# Receiver volume problem



## Jet978 (Sep 24, 2014)

I have an Onkyo TX-NR709 receiver. I'm having a problem with the volume. The sound when people are speaking is very low. The background sound ( explosions, birds chirping, waves crashing, etc. ) is very high. It's probably an easy fix. I'm sure it's a setting that I overlooked. I've tried updating the firmware and a factory reset with out any change. Any suggestions...


----------



## yustr (Sep 27, 2004)

Jet-welcome to TSF.

In movies and TV most of the dialog is handled by the center channel. Check the wire going to the center speaker. Exchange the speaker with a known good one. Check the setting in the menu. It should allow adjustment of the level. Run the test tone and adjust the levels so they're even. 

Try to eliminate one component at a time. Good luck.


----------



## Vegassparky (Nov 24, 2013)

I agree with yustr. Look through the receiver settings, and try turning up the center channel.

Does that receiver have auto level setup, with the little pyramid microphone? I've found they get you pretty close to good in the average room.


----------



## Jet978 (Sep 24, 2014)

Thanks for the advice. I'll give it a shot


----------



## JimE (Apr 16, 2009)

First and foremost, verify the configuration. Typical options are speaker size, distance, and volume. As for individual speaker volume, each speaker should be adjusted so that the test tone sounds the same at a central location (ie: primary listening position).
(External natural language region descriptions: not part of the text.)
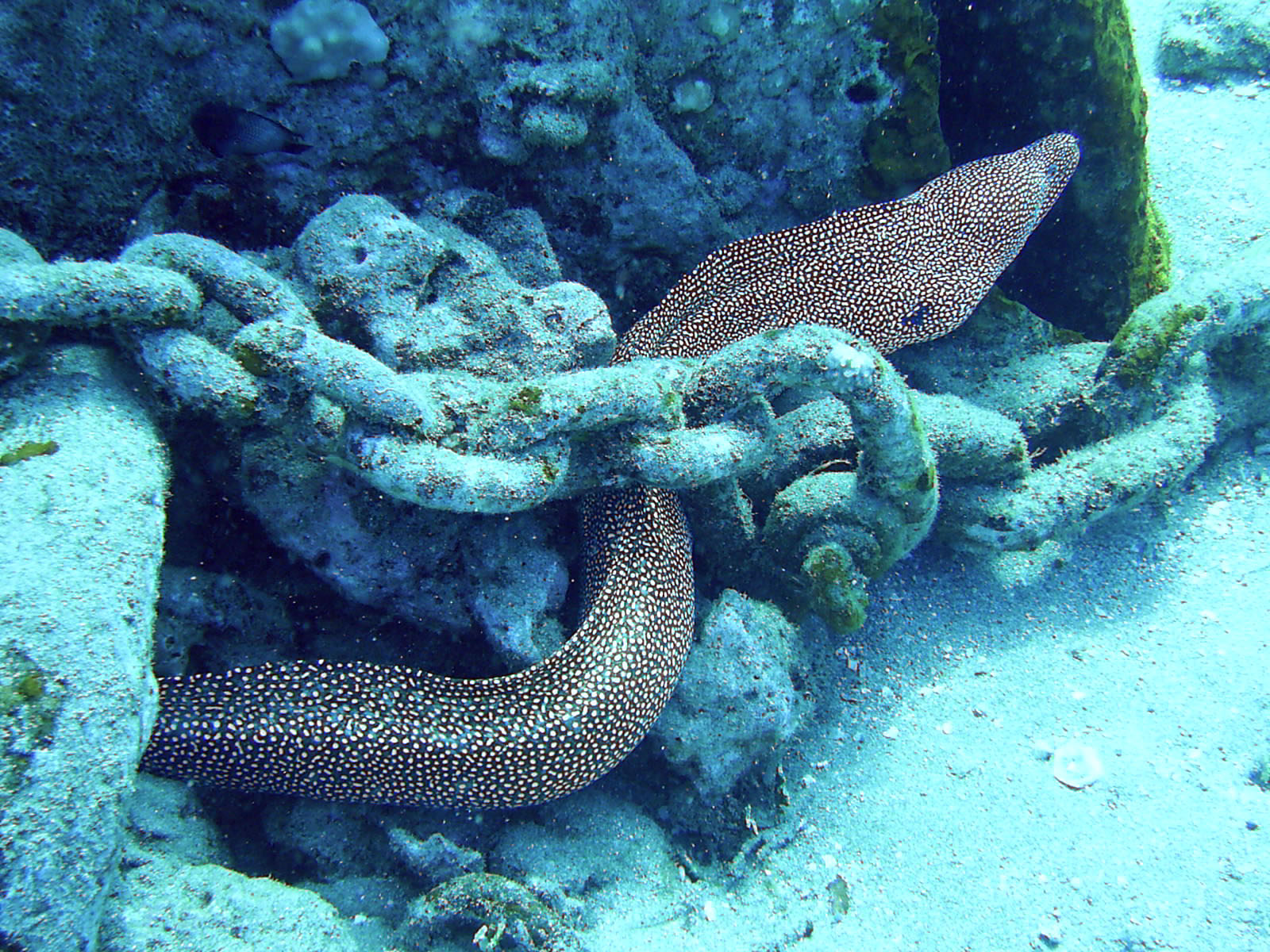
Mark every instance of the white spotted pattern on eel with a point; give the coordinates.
(895, 273)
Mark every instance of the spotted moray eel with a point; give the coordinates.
(893, 273)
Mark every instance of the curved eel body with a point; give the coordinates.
(893, 273)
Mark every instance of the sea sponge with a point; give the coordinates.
(321, 40)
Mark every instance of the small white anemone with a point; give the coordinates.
(1077, 765)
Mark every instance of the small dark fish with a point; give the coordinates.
(228, 130)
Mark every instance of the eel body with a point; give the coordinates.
(893, 273)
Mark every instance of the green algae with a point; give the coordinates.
(499, 908)
(1140, 346)
(29, 708)
(905, 144)
(836, 589)
(27, 451)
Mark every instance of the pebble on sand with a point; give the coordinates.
(1077, 765)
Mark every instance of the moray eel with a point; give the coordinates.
(893, 273)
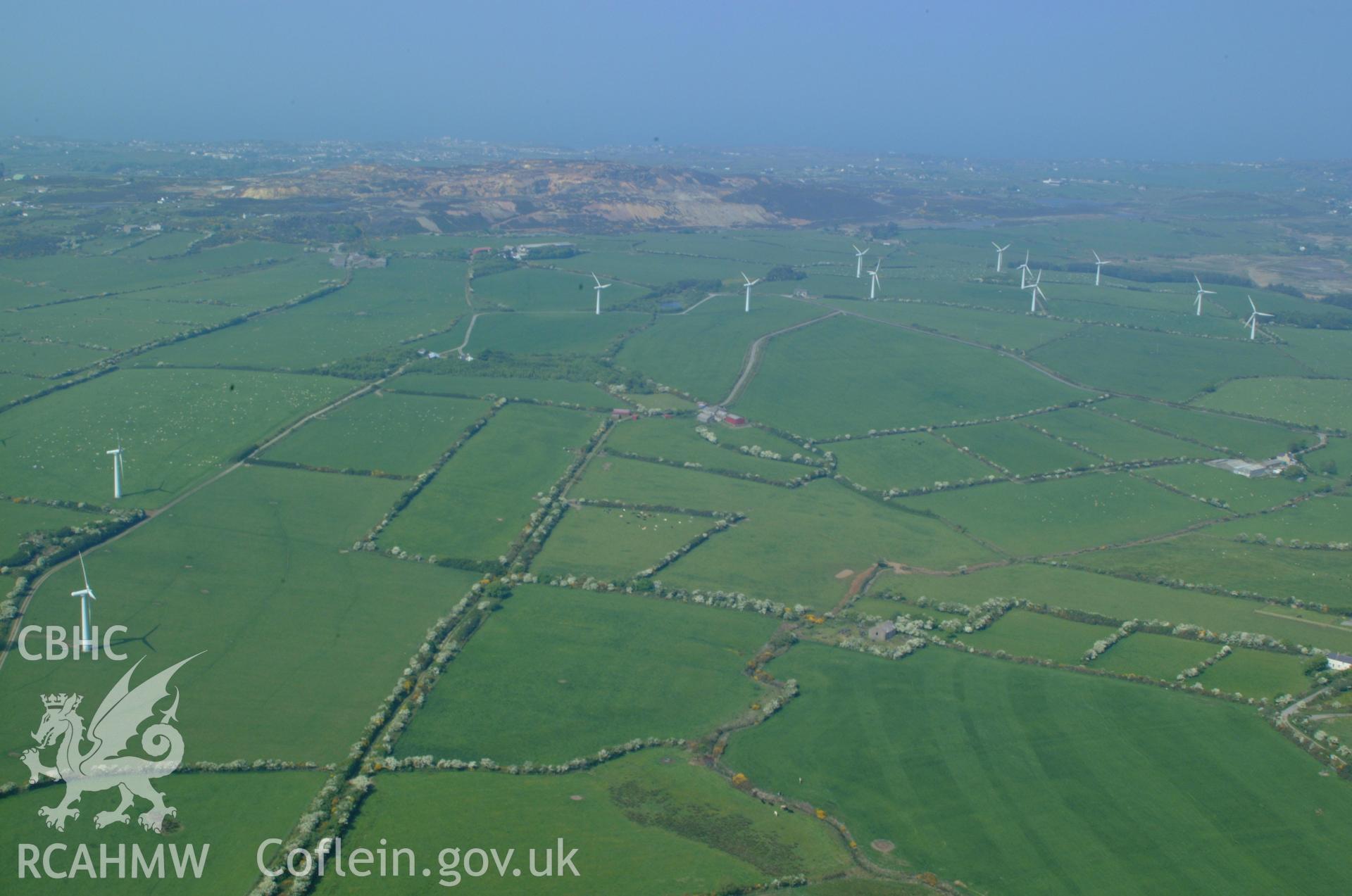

Depending on your speakers, you may try swapping the center speaker with a different speaker, just to rule out a speaker issue.

Also, the source can affect sound quality/levels. A true surround source, such as a DVD movie (assuming everything is properly connected to take advantage of digital surround signals) will have good audio levels. 

Problems typically arise when using a stereo source and allowing the AVR to create surround sound.


----------